El ministro de Hacienda, Nicolás Dujovne, sigue insistiendo en ver “brotes verdes” por doquier. Es más, ya se anima a hablar hasta de “un pequeño bosque”.
Pero la realidad es más concreta que cualquiera de sus divagues: el consumo, equivalente al 74% de nuestro PBI, sigue dando señales más que claras de la continuidad de la recesión.
Un mix de indicadores, tanto públicos como privados, lo demuestran. Para Kantar Worldpanel, después de un 2016 con un retroceso del cuatro por ciento, en el primer trimestre se registra otro retroceso, ahora del dos por ciento. Y hay que decir que es el informe más benévolo con el Gobierno.
Para Scentia, la caída de 2016 ascendió al 4,5 por ciento, y en el primer trimestre hubo otro descenso, ahora del 5,6 por ciento. La CAME anuncia un retroceso en el primer trimestre de este año del 3,2 por ciento. La consultora Abeceb, por su parte, registra una caída cuatrimestral del 2,5 por ciento.
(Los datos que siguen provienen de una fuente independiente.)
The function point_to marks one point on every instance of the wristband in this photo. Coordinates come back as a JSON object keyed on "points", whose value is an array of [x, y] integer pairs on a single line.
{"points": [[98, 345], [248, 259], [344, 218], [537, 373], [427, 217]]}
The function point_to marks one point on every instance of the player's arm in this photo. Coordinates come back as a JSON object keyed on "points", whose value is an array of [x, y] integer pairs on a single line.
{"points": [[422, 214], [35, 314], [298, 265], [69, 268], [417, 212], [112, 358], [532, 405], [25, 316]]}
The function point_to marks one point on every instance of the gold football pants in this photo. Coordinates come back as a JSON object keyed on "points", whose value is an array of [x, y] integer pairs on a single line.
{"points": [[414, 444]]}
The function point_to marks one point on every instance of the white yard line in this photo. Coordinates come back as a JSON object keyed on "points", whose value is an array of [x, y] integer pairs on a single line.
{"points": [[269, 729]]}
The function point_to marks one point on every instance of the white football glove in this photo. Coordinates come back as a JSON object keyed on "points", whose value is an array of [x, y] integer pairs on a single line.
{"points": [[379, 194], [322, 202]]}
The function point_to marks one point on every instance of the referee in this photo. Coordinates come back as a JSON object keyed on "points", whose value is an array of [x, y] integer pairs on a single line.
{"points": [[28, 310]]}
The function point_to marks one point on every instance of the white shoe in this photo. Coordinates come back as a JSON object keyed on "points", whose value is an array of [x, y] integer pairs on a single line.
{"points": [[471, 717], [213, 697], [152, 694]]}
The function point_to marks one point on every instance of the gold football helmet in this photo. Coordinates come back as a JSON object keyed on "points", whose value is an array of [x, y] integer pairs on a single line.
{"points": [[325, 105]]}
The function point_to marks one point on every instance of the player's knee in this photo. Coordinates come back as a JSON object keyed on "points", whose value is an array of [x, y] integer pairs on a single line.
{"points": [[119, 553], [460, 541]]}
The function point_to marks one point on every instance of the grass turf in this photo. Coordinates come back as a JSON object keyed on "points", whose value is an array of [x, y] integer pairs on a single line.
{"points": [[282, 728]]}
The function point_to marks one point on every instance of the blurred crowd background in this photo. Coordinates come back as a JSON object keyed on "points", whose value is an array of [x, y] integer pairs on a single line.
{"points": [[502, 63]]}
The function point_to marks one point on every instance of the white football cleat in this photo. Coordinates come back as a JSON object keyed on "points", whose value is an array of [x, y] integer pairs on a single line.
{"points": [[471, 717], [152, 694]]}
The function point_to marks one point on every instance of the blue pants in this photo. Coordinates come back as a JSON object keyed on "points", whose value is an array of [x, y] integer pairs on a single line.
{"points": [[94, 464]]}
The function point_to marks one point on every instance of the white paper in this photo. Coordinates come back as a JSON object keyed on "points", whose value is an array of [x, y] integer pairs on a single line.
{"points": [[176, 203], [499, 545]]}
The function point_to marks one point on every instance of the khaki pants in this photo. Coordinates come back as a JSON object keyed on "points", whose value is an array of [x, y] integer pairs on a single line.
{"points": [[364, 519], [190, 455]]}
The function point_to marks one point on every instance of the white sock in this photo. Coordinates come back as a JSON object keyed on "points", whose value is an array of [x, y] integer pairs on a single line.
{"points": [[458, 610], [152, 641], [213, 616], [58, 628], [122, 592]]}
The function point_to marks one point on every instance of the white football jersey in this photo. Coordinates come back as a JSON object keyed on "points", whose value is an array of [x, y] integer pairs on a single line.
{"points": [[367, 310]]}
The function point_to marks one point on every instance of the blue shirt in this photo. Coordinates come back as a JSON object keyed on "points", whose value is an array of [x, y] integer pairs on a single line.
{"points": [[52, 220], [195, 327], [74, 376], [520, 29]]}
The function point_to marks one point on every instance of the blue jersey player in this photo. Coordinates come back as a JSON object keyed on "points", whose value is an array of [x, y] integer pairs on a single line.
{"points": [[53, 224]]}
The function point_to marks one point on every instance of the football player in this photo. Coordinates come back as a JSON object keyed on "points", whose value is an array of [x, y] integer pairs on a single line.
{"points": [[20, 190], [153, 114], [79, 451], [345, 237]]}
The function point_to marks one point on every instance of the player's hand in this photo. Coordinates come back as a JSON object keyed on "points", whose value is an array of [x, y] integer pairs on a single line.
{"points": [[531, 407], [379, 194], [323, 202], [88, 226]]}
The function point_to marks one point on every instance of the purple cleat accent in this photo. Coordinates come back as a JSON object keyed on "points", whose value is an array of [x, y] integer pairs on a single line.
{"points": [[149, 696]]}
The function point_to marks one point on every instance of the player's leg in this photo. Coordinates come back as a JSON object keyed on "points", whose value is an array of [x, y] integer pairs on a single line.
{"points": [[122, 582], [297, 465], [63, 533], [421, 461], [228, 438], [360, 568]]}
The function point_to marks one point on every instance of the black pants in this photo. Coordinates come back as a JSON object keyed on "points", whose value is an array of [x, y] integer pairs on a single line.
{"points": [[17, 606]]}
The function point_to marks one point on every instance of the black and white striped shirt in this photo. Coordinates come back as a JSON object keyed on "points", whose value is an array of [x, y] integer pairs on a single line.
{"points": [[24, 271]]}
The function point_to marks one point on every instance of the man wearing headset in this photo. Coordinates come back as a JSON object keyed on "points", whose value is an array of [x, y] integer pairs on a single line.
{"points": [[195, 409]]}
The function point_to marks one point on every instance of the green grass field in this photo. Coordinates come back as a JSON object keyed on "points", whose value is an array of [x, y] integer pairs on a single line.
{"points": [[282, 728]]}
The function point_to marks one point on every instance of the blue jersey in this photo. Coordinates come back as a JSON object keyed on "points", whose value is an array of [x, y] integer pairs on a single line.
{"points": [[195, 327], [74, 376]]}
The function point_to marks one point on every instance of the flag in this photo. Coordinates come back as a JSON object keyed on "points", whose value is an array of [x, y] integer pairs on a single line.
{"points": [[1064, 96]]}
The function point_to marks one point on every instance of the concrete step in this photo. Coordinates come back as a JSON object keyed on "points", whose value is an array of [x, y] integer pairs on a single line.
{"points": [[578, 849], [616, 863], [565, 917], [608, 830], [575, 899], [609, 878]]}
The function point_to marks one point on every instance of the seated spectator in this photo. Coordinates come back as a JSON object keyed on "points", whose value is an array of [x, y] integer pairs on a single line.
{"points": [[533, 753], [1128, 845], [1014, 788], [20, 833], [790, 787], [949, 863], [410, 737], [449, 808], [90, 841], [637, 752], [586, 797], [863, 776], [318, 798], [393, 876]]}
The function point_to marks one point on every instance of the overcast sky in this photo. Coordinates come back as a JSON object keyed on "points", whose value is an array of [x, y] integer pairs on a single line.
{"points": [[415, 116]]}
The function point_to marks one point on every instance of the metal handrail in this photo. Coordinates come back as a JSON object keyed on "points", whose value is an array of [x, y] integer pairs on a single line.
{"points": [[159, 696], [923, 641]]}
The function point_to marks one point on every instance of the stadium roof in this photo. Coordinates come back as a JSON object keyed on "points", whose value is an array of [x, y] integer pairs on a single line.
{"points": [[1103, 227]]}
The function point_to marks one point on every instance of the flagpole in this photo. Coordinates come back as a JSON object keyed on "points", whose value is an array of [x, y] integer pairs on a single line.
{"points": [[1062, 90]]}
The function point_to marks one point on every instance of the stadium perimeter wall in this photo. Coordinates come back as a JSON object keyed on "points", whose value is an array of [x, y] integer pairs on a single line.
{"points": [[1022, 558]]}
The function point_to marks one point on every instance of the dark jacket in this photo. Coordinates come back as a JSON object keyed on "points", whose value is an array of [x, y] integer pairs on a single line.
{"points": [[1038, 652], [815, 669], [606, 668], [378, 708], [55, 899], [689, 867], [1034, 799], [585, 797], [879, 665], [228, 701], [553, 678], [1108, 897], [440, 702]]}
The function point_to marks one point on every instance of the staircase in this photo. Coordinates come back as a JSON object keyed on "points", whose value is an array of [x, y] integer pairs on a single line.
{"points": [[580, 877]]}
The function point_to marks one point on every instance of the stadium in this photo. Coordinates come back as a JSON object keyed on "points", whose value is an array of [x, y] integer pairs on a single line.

La consultora PXO, trabajando a partir de los datos del propio Indec, calcula un descenso en las compras de los hipermercados del 6,9 por ciento y en los shoppings del 12,9 por ciento.
Y recordemos que todos estos números son en comparación con los de 2016, un año donde ya el consumo aparecía fuertemente en declive.
Los datos son contundentes: llevamos quince meses consecutivos de caída de ventas en los supermercados e idénticos valores (con la única excepción de abril de 2016) en los shoppings. Se trata de la mayor caída en 14 años, o sea, desde la crisis de 2002.
Todos estos números pueden acompañarse con otros que reflejan los cambios de los hábitos de consumo ante la pérdida del poder adquisitivo: el pasaje de primeras a segundas marcas, la reducción de las compras semanales
o mensuales en los híper y supermercados y su reemplazo por la pequeña compra en los negocios de cercanías, como supermercados chinos y almacenes, y el uso de la tarjeta de crédito y su sistema de cuotas ya no para compras de bienes de consumo durable, sino para alimentos y artículos de limpieza
e higiene.
Esto no debería extrañarnos. Son las consecuencias de un año en que los salarios perdieron más de un diez por ciento de su poder de compra frente a la inflación (deterioro que se sigue profundizando en 2017). Y que promete
continuar luego de las firmas de paritarias por gremios grandes como comercio, construcción o estatales nacionales con pautas de 20 por ciento en cuotas, o sea, claramente por debajo de lo que será la inflación real de este año.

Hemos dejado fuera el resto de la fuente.